ALBUM REVIEW: Bad Dreems – Dogs At Bay

Rating8.5Dogs At Bay WEBIt’s been a slow-build for the Adelaide quartet since they first emerged with the near perfect jangle pop of single Chills in 2012. After the Badlands EP of the following year it was assumed a debut album was imminent yet what followed was a two year wait punctuated by a slow drip feed of sublime singles. Now the highly anticipated full length has finally arrived and it’s all the better for its long gestation. The rawness has been matched by brawn and polished production that enhances the band’s characteristics rather than muting their personality and rough edges.

You can hear the ghosts of melodic rock music coursing through the dozen songs on Dogs At Bay. From The Smiths to Nirvana, The Stooges to The Bats, The Pretenders to The Angels, they cover many bases yet the common thread is the interplay between the chiming, sparkling and riffing melancholic guitar of Alex Cameron, the rhythm section that can switch from primal thunder to post punk angles in a heartbeat and the untethered larrikin howl of a voice that barks, screams and sometimes croons forth from singer Ben Marwe’s lungs. Producer Mark Opitz (INXS, The Angels) has harnessed all these elements and beefed up the sonic qualities considerably from their earlier recordings. It was a gamble of sorts to recruit one of the recording architects of 80s Oz rock, his signature is all over the album, but it works exceptionally well. The songs often sound like lost gems from another time while remaining current with their themes of small towns, disaffected youth and the navigation of today’s cultural landscape.
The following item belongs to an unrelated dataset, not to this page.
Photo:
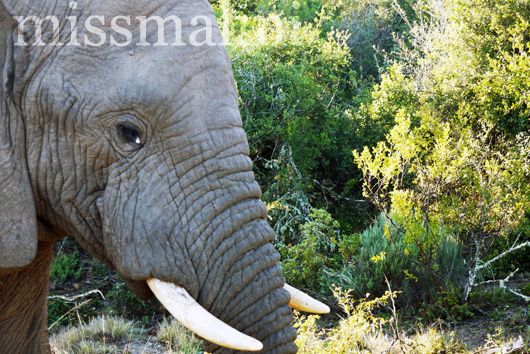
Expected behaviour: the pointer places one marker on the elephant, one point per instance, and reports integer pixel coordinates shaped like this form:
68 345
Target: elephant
139 153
It must have been hard for the band to pick singles, pretty much any of the twelve tracks would get the nod. ’Bogan Pride’ bristles with an uninhibited urgency and the attention grabbling lyric ‘Big muscles pumping out of my sweatshirt, big muscles pumping in my dreams’. ‘My Only Friend’ counters that with its swaying tale of personal nostalgia while ‘Hiding To Nothing’ hits like an anthem for lost kids facing adulthood.

This feels like an important album, a statement born of experience, countless hours spent in the practice room and driving to shows. It rocks in a primitive fashion and it takes up residency in your short term memory. It sounds like the country and people that it chronicles and it never loses sight of the power of simplicity in rock n roll.